Matthias mendekatinya dan mencabut headset nirkabel adiknya. Tidak menyadari bahwa setiap tindakannya tersebut sebenarnya terekam oleh webcam adiknya.
"Anj*ng! Jangan ganggu gua lah!" Teriaknya tanpa pikir panjang dan merampas kembali headset tersebut dan memasangnya kembali.
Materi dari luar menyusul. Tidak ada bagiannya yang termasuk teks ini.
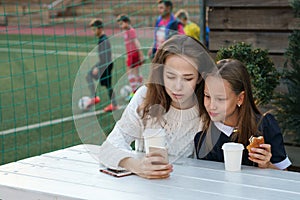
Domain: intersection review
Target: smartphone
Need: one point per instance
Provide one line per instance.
(115, 172)
(161, 151)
Melanjutkan permainan dengan mengetik sesuatu pada keyboard-nya untuk timnya.
Dengan santai Matthias mencabut kabel power yang tersambung pada komputer JJ, senyuman tipis nampak di wajahnya disertai lirikan mata pada adiknya seolah menyuarakan 'mampus' ketika ia melihat JJ mengernyitkan dahi dan membuka mulut.
"Bangs*t lah, mau lu apa sih?!" Erang JJ melepas headset dan menatap Matthias tajam. Bukan hanya merasa terganggu, namun posisinya sebagai salah satu pemain utama atau core dalam permainan tersebut pun tereliminasi.
"Mauku, kamu menghapus segala tulisan tidak berguna itu di Twister. Sekarang, banyak investor dapat melihat kebobrokanmu yang melekat pada nama baik perusahaan."
Matthias menatap mata John dengan ekspresi keras, datar, dan tegas sembari menunjukkan ponsel miliknya. Dengan posisi berdiri tegak bagaikan sikap seorang yang telah lama menjalani latihan militer, sebenarnya John tidak berani untuk melawannya secara fisik.
Akan tetapi John dalam posisi duduk, membanting tubuhnya ke kursi gaming bertuliskan 'JJGAMING' dan menghela nafas.
"Kalau gue ga mau, emang kenapa?"
Seolah menantang dengan jelas melalui sikap berengseknya, John sama sekali tidak peduli apabila kakaknya dalam keadaan kesal atau marah sekalipun. Karena ia merasa menjadi anak bungsu yang akan selalu disayang dan dibela ayahnya.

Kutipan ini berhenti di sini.